We also need a goal return for the model. That is the ability of return conditioned Offline Reinforcement Learning: we will use the goal return to regulate the performance of the policy. This could possibly be really powerful in a multiplayer setting, where we would really like to regulate the performance of an opponent bot to be at an appropriate difficulty for the player. The authors show a fantastic plot of this of their paper!

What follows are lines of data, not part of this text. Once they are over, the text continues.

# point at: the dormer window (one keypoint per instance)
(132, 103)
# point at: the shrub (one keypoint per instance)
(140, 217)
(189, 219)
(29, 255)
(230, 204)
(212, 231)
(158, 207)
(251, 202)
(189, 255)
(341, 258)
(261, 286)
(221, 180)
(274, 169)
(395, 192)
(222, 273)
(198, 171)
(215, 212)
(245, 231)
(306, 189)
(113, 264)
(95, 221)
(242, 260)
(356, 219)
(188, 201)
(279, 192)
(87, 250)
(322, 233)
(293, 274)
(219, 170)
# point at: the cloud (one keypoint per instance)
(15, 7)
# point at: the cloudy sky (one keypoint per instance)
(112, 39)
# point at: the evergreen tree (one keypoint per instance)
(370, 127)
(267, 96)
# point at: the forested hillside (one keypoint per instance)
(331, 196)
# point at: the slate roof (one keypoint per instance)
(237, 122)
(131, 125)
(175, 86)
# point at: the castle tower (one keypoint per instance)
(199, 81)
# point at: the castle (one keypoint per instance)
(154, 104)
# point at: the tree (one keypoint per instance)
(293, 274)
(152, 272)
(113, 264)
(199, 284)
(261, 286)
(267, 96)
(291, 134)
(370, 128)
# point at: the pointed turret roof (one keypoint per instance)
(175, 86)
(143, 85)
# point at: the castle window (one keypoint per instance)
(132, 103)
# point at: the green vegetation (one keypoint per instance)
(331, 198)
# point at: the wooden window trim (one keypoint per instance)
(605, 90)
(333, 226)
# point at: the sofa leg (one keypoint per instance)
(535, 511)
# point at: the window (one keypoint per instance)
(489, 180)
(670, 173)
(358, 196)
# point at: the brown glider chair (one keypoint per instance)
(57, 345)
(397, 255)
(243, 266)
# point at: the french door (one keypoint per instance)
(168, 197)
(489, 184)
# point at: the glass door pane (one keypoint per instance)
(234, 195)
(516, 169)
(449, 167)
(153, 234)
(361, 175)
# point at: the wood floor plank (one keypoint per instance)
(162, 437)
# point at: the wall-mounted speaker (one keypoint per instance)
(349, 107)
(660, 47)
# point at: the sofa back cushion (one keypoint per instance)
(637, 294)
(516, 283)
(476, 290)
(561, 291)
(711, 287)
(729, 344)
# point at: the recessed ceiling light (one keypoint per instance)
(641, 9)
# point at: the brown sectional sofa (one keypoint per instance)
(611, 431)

Results Decision Transformers
Sampled (evaluation) returns accrued by Decision Transformer when conditioned on
the desired goal (desired) returns. Top: Atari. Bottom: D4RL medium-replay datasets. Figure from [1].

TARGET_RETURN = 3.6 
MAX_EPISODE_LENGTH = 1000 

state_mean = np.array(
    [1.3490015,  -0.11208222, -0.5506444,  -0.13188992, -0.00378754,  2.6071432,
     0.02322114, -0.01626922, -0.06840388, -0.05183131,  0.04272673,])

state_std = np.array(
    [0.15980862, 0.0446214,  0.14307782, 0.17629202, 0.5912333,  0.5899924,
         1.5405099,  0.8152689,  2.0173461,  2.4107876,  5.8440027,])

state_mean = torch.from_numpy(state_mean)
state_std = torch.from_numpy(state_std)

state = env.reset()
target_return = torch.tensor(TARGET_RETURN).float().reshape(1, 1)
states = torch.from_numpy(state).reshape(1, state_dim).float()
actions = torch.zeros((0, act_dim)).float()
rewards = torch.zeros(0).float()
timesteps = torch.tensor(0).reshape(1, 1).long()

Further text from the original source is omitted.